Editor in the “Science” section of the Frankfurter Allgemeine Sonntagszeitung.
If the days get shorter and cooler, the leaves are no longer worthwhile for the tree. Before throwing them off, he secures their juice and nitrogen-containing proteins. To do this, the green chlorophyll has to be “defused” because the nitrogen treasures are partly located in the membranes of the photosynthetic apparatus. In a leaf structure that is no longer intact, the chlorophyll, which reacts to light, could use the energy of sunlight to form so-called free radicals, aggressive molecule fragments that damage the tree. Chlorophyll breaks down into a colorless substance, and this is how the carotenoids appear. These yellow pigments also color carrots and serve as sun protection in the leaf, even while it is still green: the strong chlorophyll covers the yellow color in summer.

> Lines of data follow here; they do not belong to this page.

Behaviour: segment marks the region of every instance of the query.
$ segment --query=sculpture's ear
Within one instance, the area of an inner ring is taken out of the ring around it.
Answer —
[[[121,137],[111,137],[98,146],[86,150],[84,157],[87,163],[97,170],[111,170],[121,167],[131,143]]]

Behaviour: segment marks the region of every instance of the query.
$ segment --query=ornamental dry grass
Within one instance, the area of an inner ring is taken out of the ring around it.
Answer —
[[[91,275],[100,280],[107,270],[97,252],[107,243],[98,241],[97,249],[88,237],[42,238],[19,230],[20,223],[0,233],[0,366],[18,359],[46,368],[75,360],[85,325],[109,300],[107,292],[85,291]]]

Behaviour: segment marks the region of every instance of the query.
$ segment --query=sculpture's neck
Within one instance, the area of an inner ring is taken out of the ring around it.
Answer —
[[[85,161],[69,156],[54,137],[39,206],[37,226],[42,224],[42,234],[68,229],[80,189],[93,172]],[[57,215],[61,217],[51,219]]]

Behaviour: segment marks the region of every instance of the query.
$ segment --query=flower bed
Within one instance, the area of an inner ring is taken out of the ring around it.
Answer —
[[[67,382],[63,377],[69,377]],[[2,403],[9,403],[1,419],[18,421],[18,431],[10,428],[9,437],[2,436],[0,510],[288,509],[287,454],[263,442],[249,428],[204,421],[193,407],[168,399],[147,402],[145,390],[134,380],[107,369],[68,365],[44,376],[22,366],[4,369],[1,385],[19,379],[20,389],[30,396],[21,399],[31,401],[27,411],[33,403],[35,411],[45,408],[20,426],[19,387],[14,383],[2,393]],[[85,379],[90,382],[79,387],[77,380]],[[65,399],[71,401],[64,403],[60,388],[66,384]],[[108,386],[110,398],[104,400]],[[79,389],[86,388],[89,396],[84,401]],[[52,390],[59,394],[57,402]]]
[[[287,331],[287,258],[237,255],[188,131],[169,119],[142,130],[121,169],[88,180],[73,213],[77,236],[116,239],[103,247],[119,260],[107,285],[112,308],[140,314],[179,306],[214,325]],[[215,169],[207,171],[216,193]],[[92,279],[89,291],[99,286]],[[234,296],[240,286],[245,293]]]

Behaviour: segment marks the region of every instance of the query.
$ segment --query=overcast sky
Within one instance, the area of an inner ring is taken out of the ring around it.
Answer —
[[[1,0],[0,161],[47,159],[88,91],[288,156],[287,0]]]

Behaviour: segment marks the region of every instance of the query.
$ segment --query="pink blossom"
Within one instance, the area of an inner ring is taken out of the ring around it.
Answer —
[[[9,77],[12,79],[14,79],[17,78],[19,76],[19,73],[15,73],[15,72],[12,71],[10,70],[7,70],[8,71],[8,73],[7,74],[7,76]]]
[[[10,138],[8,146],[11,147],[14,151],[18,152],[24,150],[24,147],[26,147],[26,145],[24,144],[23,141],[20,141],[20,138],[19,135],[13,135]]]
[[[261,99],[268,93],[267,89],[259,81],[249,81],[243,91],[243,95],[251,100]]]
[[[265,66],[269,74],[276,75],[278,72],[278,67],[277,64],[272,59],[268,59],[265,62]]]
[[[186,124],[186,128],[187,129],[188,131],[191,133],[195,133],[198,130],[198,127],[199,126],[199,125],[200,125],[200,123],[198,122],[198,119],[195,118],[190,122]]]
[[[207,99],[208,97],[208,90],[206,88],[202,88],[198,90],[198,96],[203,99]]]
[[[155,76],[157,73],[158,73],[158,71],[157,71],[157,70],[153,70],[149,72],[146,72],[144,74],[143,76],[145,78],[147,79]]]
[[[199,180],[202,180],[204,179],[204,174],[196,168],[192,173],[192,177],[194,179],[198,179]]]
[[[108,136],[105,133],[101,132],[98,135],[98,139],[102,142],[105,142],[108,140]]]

Winter then surprises with rose gold and pink
With red-purple tree tops, trees from North America stand out in autumn. But the responsible plant pigment anthocyanin is only available in small quantities and is mostly newly formed. Why does the tree waste precious energy on this? “There are many hypotheses,” says chemist Bernhard Kräutler from the University of Innsbruck, who has been working on the breakdown of chlorophyll for decades. One possibility is that the red coloring agents provide additional protection from the sun and catch free radicals. Or they show fighting spirit: anthocyanins could warn insects that this tree is so strong that it can afford a decadent dye production. “This is to prevent the animals from laying their eggs on the plant,” explains Klaus Minol from the plant research department, a project of the Federal Ministry of Education and Research. That is not one hundred percent certain, but a “wonderful theory”. Back in 2008, researcher Thomas Döring at Imperial College London showed that aphids preferred yellow colors. The red could therefore be formed as a camouflage.
Whether red or yellow, in the next few weeks the colorful leaves will turn to brown mud. But even the barest branches shone red and gold last weekend on the descent from the Altkönig in the late afternoon: You can also rely on a color spectacle in winter, with intense sunsets in gold, red and pink. In the cold season, the sun is lower for a longer period of time, where its light travels to us through thicker layers of the atmosphere, so that the air molecules scatter more blue out of the line of sight and thus make the daytime star appear redder. This topic of conversation is then saved for a winter walk.